I'll try to find the best way to handle things.

No not per customer, have one database. If you were using Sage or Quickbooks would you want 20 copies of accounting software?

I would point out that all the accounting software I went across in my country are always with different database for every fiscal year, and of course different for every company. The reason is it is required by law. This is the way it is currently designed and it's hard to maintain. No doubt about that.

I know I could store things in one table (for invoices I could do it per customer basis). I would really like to have all ledger entries in one table, and sorting them for every customer and fiscal year through queries, but I can't do that.
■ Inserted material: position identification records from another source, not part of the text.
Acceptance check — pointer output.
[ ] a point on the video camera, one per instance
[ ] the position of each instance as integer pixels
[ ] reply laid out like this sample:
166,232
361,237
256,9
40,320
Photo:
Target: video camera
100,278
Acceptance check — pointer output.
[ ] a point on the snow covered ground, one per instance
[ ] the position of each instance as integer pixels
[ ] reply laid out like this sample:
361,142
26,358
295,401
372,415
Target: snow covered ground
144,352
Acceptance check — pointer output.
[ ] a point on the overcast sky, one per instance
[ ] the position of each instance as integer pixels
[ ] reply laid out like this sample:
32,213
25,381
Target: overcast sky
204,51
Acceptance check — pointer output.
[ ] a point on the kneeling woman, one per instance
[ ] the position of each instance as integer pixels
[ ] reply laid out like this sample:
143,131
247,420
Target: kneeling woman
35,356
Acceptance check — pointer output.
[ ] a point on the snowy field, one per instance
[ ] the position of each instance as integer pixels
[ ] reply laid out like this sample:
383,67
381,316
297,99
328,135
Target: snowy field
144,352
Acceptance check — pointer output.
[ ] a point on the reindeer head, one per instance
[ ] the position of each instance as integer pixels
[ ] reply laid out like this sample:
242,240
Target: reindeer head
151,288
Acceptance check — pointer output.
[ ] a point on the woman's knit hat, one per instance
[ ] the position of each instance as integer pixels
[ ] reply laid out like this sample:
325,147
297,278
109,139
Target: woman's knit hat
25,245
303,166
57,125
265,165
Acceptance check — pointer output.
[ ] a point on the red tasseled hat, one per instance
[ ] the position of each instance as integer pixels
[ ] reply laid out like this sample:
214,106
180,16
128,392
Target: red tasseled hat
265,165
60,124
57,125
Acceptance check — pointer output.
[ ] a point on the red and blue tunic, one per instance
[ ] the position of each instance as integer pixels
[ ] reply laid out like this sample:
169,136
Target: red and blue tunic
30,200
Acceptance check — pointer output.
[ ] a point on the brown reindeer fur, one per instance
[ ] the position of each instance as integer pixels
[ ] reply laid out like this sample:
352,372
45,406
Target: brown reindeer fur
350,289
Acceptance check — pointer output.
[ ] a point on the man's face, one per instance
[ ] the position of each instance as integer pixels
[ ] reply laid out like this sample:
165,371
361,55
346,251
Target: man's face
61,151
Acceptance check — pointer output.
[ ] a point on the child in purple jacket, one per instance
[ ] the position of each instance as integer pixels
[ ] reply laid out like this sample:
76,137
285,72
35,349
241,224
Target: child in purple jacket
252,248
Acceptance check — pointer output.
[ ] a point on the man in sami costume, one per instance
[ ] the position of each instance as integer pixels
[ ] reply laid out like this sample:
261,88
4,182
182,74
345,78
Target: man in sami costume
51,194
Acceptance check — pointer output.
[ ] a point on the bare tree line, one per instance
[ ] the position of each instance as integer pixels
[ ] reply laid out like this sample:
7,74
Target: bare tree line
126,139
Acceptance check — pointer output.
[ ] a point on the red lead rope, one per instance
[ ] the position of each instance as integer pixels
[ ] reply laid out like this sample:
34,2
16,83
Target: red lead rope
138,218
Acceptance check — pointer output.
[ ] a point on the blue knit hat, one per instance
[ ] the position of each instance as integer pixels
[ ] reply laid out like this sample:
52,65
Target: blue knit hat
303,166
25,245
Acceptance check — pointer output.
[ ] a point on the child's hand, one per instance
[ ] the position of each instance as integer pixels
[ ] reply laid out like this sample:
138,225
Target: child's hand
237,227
That's why I asked this question. So I can use one database but I'll have number of table into it, which is not really simple to manage. I can't really avoid multi-tenancy model. My question was more on the most efficient way to do it... in the same database, with multiple prefixed tables, with segregated databases or a mix of both. I'm sorry if I am not clear but that's what I was asking.

And in any case, my second interrogation was can I manage this easily dynamically. I mean if customer A connect, it link the models to the table with this customer's prefix. If it's customer B, etc... I never did multi-tenancy in Laravel environment, I know how I would implement that but I was asking for best practices there.